Tuesday, September 7, 2010

The Sighting

(Please click on the title for a reading aloud by the author.)

Dinner was cooking. I looked up from trimming broccoli and saw the shape and the rolling, fluid movement in the grass. It had to be a cat. It was a bobcat walking across the landscape about fifty feet in front of the house. I’ve seen plenty of sign, and had a couple of close encounters, but far off in the woods. Never have I had a sighting even close to this. I grabbed my binoculars and watched the cat. It walked from juniper to juniper, pausing at each and looking around. It switched its tail. With a coat the color of September grass, and with broad cat face and golden eyes its stare was intense. Tufts of black fur swept up from the tips of its ears. The bobcat eventually went out of sight. I stood there for a few moments, awestruck.

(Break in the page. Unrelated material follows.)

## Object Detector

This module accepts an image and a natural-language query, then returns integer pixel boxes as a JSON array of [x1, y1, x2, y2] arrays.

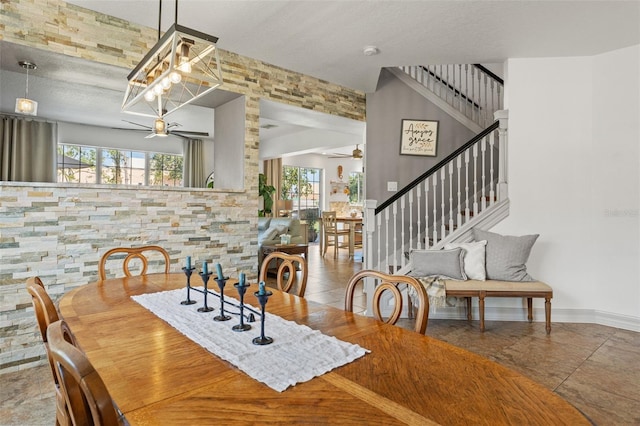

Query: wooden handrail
[[375, 121, 499, 215]]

After dinner I went out with my camera and tape measure looking for tracks to photograph. I found them, took some pictures and followed them. Moving slowly, quietly, I was down wind of the direction the cat was traveling. The tracks lead to the base of a large juniper and disappeared under it. The cat had crawled into the thicket of branches near the ground. I stopped, the thought it might be in there materializing in my mind. This was a good time to back off and go away.

Seeing such an animal in the landscape, knowing it’s out there, in its reality so different from my own, and then facing the possibility of being in very close proximity to it confirms the existence of another dimension to being in the world. There is still some wildness around us. There is a wholeness in realizing a meeting would be on the cat’s terms, not mine. We may think we rule the planet in our great, sweeping, and often destructive ways, but when it’s down to one to one with wildness, we do not. This gives me hope.